Moraes autoriza prisão domiciliar de Bolsonaro por 90 dias após internação
Segundo a decisão, o ambiente domiciliar é considerado mais adequado para a recuperação. Durante o período, o ex-presidente deverá utilizar tornozeleira eletrônica
Por Da Redação
Créditos: Wilton Junior/Estadão Conteúdo
O ministro Alexandre de Moraes, do Supremo Tribunal Federal, autorizou que o ex-presidente Jair Bolsonaro cumpra prisão domiciliar por 90 dias para tratamento de saúde.
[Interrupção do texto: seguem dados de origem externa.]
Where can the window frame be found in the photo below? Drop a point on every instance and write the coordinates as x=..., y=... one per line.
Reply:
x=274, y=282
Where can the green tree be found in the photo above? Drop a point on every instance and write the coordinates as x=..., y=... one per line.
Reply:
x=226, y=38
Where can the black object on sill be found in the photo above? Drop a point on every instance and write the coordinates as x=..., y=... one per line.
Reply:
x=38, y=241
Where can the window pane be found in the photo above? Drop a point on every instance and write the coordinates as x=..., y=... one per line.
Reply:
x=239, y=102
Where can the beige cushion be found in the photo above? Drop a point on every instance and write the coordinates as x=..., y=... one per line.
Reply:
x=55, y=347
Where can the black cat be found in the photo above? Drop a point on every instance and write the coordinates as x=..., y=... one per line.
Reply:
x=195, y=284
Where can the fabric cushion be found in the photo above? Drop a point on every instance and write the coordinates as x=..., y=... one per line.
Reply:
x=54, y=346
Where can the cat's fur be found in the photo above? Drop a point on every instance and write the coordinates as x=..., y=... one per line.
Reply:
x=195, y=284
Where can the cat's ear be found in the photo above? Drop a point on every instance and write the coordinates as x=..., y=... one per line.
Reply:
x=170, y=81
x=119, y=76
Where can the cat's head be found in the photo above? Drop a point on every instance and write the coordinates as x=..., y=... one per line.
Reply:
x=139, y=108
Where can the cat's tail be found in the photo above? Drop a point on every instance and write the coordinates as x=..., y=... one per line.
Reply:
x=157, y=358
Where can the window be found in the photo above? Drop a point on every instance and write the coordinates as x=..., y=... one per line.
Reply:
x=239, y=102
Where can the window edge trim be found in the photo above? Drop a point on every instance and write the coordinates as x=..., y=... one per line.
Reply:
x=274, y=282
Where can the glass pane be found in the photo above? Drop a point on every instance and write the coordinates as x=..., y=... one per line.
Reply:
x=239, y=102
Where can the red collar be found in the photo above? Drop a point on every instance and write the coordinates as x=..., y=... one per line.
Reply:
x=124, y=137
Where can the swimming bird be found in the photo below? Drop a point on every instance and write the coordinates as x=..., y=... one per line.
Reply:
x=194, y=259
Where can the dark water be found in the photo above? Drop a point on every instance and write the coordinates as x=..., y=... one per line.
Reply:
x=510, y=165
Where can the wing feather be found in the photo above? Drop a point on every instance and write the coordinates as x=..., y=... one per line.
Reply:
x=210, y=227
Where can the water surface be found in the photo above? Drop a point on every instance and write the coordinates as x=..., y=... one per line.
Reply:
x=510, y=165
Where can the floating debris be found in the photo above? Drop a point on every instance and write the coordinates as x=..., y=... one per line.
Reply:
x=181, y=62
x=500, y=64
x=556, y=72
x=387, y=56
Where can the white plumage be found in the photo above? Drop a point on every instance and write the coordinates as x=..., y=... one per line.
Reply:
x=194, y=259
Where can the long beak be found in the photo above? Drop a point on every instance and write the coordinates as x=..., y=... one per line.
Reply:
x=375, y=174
A medida começa a valer a partir da alta hospitalar e atende a um pedido da defesa, com parecer favorável da Procuradoria-Geral da República.
Bolsonaro está internado em Brasília para tratar uma broncopneumonia. Segundo a decisão, o ambiente domiciliar é considerado mais adequado para a recuperação, levando em conta que o restabelecimento completo em casos como esse pode levar entre 45 e 90 dias, especialmente em pacientes mais idosos.
Durante o período, o ex-presidente deverá utilizar tornozeleira eletrônica e ficará proibido de usar telefones, celulares ou qualquer meio de comunicação, inclusive por intermédio de terceiros. Também não poderá acessar redes sociais nem produzir vídeos ou áudios.
A decisão prevê que, ao fim dos 90 dias, a situação será reavaliada para definir se há necessidade de prorrogação da medida. Moraes considerou informações médicas apresentadas pela defesa, que apontam a gravidade e a evolução do quadro clínico durante a internação.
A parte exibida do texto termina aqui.